The adherence to compressive stockings is usually decisive to manage symptoms and complications of CVD and venous stasis (150). Some studies refer the importance of wearing compression stocking during the application of MLD (17, 18). In one study, 23 out of the 41 patients did not wear compression stockings and only four participants fully adhere to this treatment, with no influence on MLD efficacy. However two patients in the control group (no MLD treatment) were excluded during the study because they present deep venous thrombosis and coincidently these two participants did not comply with the use of compression stoking (21).
8.4. Recommendations for treating CVD with MLD
MLD should be applied as a low pressure, manual skin-stretching form of massage applied from distal to proximal throughout the lower limb, with the two hands of the physical therapist placed side by side and respecting the anatomy and flow of venous vessels, in order to increase venous return from the lower limb in subjects with or without CVD (C1_5).
MLD treatment for CVD should be applied during 2–5 weeks; patients should complete 10–14 sessions (45 min duration for both legs) of MLD. The sequence of MLD maneuvers should be applied proximal to distal, followed by a sequence in reverse direction (i.e., from distal to proximal) such as recommended for lymphedema (124, 128). Because inflammation may be present in these patients, direct manual skin-stretching should be avoided over the edema, as for local inflammation in lymphedema. Although there is no evidence of the efficacy of MLD in treating venous ulcer (C6), it can be applied in these patients as long as no contraindications are present (21).
Despite no evidence that MLD prevent secondary complications associated to venous stasis, like venous thrombosis, the use of MLD may be an option to increase superficial and deep venous flow (23, 104). In particular, MLD is recommended before venous surgery and should be complemented with compression stockings (17, 18).
It is recommended to use MLD to relief edema, symptoms, severity of disease, and ameliorate HRQL. These effects are more consistent when MLD is used as a coadjutant treatment of compression stocking (17, 18, 21). When adherence to compression treatment is difficult, MLD can be an option to relief symptoms and improve HRQL in patients with CVD(21).

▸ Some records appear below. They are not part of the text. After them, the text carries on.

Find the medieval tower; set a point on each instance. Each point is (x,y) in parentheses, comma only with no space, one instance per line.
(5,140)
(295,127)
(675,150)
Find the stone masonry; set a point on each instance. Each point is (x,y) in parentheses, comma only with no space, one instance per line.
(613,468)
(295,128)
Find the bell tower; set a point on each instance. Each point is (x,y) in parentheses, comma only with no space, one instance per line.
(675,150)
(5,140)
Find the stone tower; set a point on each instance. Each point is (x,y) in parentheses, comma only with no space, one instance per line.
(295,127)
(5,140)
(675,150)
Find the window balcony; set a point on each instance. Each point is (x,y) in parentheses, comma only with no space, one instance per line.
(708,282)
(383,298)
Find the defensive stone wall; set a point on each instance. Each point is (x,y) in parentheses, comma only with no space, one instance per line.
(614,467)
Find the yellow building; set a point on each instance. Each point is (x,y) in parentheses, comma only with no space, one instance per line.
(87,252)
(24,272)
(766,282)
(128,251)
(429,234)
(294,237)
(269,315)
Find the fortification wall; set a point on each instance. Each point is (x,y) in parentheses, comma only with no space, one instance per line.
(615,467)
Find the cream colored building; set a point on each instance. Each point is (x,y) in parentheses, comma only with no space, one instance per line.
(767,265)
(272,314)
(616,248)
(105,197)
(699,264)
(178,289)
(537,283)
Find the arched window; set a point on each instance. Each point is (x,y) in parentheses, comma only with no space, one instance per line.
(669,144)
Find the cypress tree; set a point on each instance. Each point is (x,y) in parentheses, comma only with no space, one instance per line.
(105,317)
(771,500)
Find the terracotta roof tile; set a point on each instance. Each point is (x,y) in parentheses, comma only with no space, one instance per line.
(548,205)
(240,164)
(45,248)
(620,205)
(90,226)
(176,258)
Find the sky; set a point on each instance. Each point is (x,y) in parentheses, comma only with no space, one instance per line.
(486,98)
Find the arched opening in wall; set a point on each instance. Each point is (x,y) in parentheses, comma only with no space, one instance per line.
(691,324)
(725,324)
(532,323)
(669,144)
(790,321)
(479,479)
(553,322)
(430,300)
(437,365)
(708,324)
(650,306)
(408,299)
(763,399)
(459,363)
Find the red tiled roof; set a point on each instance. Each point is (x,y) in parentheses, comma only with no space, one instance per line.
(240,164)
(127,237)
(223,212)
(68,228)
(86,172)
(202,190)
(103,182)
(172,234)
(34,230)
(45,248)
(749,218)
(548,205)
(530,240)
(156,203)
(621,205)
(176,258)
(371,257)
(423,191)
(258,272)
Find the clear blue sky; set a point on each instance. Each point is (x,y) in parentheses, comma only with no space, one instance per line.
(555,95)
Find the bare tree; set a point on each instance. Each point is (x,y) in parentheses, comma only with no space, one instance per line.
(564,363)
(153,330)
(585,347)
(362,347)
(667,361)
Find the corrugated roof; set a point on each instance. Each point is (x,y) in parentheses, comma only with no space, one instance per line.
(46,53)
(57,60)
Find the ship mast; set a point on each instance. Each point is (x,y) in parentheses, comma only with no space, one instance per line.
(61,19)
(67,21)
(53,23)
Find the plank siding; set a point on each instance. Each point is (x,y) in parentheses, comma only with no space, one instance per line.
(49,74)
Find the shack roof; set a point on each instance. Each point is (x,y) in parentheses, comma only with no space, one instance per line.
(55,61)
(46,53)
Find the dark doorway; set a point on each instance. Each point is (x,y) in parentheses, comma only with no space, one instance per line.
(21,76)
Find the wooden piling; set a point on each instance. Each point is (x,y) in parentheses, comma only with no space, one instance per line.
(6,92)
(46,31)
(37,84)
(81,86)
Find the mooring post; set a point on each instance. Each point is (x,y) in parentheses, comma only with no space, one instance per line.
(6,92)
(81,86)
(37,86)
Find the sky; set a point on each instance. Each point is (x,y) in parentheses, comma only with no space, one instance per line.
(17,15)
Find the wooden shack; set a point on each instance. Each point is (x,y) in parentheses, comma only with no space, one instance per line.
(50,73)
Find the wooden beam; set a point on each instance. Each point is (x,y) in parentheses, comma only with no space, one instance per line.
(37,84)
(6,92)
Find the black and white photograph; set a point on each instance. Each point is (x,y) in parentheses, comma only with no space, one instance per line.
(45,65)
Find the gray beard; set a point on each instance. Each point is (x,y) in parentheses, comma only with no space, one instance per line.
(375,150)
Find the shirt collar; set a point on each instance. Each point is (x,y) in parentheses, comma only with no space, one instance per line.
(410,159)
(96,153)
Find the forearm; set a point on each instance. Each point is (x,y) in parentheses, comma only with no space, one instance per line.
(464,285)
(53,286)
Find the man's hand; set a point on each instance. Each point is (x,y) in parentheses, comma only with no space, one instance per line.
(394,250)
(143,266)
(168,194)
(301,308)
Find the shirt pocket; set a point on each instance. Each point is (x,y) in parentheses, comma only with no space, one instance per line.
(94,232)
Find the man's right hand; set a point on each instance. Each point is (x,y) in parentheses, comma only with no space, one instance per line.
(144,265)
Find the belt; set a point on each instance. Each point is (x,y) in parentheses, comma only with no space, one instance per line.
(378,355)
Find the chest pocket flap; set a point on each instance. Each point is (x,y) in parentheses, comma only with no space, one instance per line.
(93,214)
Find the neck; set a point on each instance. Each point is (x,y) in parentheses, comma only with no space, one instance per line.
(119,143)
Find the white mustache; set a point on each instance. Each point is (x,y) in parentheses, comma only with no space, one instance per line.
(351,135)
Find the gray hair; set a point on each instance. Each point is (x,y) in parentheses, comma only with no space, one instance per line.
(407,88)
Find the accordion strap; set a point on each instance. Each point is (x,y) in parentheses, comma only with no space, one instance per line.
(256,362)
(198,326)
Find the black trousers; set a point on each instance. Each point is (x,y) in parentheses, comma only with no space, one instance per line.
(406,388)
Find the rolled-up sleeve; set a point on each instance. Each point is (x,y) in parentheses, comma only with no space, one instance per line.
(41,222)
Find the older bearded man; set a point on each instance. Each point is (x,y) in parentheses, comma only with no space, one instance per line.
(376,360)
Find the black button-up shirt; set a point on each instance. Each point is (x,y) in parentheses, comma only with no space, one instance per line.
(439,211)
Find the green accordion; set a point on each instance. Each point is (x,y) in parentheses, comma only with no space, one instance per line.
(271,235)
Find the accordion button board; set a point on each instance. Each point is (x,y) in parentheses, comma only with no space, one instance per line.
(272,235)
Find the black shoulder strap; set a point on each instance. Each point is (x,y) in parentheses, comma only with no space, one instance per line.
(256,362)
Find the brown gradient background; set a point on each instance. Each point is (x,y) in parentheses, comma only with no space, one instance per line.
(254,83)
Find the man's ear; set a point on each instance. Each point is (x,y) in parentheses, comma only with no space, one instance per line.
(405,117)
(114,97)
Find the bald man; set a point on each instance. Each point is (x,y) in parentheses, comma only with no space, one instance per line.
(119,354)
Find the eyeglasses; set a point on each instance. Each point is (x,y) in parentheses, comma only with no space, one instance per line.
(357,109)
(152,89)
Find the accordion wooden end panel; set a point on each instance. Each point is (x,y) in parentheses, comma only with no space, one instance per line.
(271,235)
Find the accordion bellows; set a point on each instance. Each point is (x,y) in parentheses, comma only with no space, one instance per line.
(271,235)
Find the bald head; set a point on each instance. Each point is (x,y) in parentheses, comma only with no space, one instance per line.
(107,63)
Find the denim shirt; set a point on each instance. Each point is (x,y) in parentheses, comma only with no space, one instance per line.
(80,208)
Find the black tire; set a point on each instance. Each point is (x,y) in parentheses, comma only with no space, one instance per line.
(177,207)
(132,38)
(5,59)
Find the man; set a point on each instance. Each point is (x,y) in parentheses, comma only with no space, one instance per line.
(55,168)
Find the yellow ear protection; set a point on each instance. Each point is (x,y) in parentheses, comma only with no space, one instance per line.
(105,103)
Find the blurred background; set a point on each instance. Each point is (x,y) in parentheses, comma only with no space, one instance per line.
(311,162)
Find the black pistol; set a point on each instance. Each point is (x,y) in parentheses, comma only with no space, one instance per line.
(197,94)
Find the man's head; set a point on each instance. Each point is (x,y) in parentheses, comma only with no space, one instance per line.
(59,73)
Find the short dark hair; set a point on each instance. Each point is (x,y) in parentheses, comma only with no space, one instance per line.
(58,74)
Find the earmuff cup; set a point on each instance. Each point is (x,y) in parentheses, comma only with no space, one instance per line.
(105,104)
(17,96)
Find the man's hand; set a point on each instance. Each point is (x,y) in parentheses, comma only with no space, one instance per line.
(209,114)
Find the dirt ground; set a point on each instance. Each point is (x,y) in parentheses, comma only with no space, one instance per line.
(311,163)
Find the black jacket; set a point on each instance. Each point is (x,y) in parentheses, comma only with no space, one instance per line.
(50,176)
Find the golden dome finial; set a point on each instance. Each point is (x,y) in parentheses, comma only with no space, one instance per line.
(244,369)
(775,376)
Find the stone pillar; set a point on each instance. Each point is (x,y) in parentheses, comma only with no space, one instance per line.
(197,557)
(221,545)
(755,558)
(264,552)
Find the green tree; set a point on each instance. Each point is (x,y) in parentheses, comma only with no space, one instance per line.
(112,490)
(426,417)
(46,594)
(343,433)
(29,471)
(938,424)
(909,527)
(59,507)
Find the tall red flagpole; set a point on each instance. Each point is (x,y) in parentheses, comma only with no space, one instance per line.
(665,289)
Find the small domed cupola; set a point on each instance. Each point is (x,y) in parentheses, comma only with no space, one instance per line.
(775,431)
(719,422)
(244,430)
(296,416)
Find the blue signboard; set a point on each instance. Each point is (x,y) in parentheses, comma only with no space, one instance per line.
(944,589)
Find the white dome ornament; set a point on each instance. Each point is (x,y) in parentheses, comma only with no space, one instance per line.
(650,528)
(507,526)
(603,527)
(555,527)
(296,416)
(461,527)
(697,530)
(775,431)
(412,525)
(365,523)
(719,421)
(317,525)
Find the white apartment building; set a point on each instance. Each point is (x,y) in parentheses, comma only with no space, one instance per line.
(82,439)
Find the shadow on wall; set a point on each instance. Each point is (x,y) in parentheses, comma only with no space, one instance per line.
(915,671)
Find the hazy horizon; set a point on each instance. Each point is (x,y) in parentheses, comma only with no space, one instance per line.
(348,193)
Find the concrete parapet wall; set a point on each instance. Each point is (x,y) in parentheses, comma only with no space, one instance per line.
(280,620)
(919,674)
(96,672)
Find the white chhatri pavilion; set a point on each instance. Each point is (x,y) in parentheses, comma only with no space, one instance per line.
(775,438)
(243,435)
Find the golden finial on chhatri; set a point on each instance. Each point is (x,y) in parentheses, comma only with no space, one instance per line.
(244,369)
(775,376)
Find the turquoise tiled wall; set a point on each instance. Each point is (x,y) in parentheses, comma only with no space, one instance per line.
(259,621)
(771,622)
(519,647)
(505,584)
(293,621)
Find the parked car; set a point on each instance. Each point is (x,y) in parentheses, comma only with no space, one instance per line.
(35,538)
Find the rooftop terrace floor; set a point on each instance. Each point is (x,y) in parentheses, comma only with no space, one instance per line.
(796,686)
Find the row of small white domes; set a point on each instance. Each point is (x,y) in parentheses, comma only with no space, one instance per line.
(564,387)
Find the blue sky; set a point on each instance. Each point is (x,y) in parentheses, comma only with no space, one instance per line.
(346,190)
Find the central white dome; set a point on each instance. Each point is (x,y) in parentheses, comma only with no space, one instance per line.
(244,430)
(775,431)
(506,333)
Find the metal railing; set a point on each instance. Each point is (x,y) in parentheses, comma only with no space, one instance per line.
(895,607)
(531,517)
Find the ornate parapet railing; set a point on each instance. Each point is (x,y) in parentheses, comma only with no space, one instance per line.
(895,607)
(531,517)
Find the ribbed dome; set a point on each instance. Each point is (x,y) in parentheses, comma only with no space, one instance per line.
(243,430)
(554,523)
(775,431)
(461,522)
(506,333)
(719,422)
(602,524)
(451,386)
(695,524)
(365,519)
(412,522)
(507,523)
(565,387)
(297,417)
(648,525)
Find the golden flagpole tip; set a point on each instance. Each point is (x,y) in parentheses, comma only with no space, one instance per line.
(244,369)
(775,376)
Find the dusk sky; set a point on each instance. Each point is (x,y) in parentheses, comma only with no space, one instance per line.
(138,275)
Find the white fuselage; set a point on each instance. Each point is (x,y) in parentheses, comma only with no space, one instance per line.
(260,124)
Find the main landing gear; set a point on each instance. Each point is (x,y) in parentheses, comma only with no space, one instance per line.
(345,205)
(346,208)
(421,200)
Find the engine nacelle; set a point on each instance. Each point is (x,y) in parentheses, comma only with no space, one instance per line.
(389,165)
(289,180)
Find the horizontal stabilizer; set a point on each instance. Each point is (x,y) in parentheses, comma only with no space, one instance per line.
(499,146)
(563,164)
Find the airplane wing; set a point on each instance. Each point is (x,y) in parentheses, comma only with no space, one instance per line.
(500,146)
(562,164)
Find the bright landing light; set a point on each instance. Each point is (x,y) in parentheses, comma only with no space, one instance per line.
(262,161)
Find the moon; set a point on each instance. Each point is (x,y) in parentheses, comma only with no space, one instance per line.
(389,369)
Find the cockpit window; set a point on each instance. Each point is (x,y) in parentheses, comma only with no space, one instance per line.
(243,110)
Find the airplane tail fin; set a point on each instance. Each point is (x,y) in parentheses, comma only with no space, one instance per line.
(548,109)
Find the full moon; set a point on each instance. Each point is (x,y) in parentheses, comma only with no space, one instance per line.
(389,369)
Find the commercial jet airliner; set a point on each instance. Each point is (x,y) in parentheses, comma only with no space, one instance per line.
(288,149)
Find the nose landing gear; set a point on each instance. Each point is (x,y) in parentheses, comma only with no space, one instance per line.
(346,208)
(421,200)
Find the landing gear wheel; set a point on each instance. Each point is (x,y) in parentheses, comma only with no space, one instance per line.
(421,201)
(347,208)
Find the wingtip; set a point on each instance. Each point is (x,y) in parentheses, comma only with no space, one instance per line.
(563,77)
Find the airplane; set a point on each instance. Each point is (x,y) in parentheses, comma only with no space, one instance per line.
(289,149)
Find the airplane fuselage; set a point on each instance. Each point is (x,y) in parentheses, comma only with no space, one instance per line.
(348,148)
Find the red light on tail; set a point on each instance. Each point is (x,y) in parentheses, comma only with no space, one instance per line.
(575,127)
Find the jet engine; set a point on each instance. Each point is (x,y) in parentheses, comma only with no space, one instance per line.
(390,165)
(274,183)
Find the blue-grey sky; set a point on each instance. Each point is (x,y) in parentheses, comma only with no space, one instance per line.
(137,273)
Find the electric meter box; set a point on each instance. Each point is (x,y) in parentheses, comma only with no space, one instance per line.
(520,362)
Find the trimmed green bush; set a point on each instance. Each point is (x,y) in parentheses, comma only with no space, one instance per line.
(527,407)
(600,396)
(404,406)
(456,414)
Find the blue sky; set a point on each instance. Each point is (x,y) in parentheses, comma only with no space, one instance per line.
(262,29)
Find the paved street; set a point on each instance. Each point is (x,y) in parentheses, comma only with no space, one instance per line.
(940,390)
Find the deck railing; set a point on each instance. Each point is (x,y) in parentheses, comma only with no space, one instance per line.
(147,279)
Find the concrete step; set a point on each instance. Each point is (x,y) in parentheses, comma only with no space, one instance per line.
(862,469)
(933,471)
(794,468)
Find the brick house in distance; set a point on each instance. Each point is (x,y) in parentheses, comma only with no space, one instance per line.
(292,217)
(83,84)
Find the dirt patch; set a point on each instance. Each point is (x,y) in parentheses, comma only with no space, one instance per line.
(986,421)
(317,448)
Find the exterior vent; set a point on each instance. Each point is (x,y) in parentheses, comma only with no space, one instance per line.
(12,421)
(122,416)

Compromised muscle pump function, low muscle strength, and limited ankle range of motion can be addressed with other conservative approaches, like physical exercise.
CVD is a very common disease across the world. Despite the cosmetic issues, there are very important dysfunctions associated with this pathology, like muscle pump dysfunction, symptoms like pain, limitation of range of motions and muscle strength, gait alterations, Lymph(edema), higher risk of deep venous thrombosis, among other. Physical therapists may have an important role in assessing (using a uniformed procedure with other health professionals) and treating these dysfunctions using a wide number of strategies, like exercise, Kinesio taping, and others. MLD may be an alternative coadjutant conservative treatment of patients with CVD, previous or not to surgery. Although there is already information about the importance of MLD as a treatment choice for CVD, further research is warrant to determine the best way to combine this approach with the existing CVD treating tools.